The numbers have waned drastically since those first protests a year ago. Where the gilets jaunes protests in November 2018 saw 280,000 people in the streets across France, official figures put the anniversary protesters at 28,000, with just 4,700 in Paris (the gilets jaunes claimed the numbers were closer to 44,000). In the past year, the movement has moved away from being a protest against a specific economic policy to a much more ambiguous expression of anger against what they think President Macron and his government represent: namely elitism, big banks, and centralized government in Paris.
“They’re a population that has lost trust—they don’t trust political representation; they don’t trust the system, and so on,” said François-Bernard Huyghe, director of research at the French Institute for International and Strategic Affairs and author of the book “Inside the Head of the Gilets Jaunes.” Given the group’s suspicion of government, they have refused to select their own leaders, which has arguably made it difficult to sustain. They have made some specific demands, such as more direct democracy in the form of referendums, but their discourse is often much more ideological than practical.
The future is murky for the gilets jaunes, in part because while they’re effective at mobilizing people, they’re not highly organized. Additionally, as the numbers have dwindled, some of the people who remained have grown more extreme. Anti-Semitism and the diffusion of conspiracy theories have only further distanced them from people who might otherwise support their cause. According to a recent poll, 55% of people support or have sympathy for the gilets jaunes, but 63% don’t want a resurgence of protests.
In order to sustain itself, it’s possible the yellow vests might morph with other movements. That could mean joining forces with other protests that take on class disparity, such as the upcoming strike in protest of retirement reforms. There’s even been overlap with growing climate change activism. Despite the fact that the yellow vests began in response to a carbon tax, some gilets jaunes participated in the recent global Climate March.
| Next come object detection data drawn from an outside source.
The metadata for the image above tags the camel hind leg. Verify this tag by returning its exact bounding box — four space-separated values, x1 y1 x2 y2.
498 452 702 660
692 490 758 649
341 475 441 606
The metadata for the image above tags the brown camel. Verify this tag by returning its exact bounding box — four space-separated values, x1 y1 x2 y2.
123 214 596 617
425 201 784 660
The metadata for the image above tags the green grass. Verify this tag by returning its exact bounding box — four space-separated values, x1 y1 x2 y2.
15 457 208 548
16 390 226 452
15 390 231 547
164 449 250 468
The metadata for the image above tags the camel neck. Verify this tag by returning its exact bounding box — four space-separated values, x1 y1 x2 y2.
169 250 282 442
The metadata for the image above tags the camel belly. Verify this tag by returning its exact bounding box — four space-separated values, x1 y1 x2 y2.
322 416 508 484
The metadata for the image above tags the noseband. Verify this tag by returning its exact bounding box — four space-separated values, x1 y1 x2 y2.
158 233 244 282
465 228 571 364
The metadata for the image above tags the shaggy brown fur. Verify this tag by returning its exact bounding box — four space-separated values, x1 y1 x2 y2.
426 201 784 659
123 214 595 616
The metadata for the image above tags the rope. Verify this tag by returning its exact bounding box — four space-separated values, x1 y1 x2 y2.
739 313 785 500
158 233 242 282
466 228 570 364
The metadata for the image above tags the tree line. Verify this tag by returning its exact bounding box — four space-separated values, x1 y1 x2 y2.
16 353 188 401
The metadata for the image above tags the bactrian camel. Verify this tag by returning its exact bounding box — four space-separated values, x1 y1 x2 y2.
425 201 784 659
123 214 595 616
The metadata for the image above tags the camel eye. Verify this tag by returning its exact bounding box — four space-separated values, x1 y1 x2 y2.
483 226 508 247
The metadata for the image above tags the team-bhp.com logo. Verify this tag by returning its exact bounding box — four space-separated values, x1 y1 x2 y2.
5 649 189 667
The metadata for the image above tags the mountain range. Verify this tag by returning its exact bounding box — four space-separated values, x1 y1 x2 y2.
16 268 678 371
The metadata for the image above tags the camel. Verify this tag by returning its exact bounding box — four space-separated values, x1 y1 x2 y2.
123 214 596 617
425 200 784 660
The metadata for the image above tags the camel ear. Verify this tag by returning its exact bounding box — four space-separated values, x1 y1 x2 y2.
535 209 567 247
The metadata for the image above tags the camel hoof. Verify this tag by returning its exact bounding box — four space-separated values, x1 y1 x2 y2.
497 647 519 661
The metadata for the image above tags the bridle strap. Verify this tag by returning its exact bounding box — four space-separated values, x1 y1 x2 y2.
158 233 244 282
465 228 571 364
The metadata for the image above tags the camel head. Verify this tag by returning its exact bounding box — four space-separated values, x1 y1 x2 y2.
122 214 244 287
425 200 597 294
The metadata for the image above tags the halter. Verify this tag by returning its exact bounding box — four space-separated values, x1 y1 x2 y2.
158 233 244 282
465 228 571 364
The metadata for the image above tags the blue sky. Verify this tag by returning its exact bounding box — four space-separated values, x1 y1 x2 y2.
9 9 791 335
One yellow vest protester carried a sign at the Climate March that read, “The end of the month and the end of the world: the same fight.”
Lawmakers around the world would also do well to attempt to avoid the pitfalls of green legislation that ends up being paid for by the working poor. Class struggle and climate change activism don’t have to be at odds, but future solutions need to take into account those who are vulnerable to bearing their cost.
The same dynamics that motivated the yellow vests—this growing gap between rich and poor, urban and rural, elite and working class—can be seen in the U.S., too. The problems of the gilets jaunes are shared by many people worldwide, expressed by coal workers who supported Donald Trump or even those who voted for Brexit: a feeling that the system of globalization had made some rich and left others behind.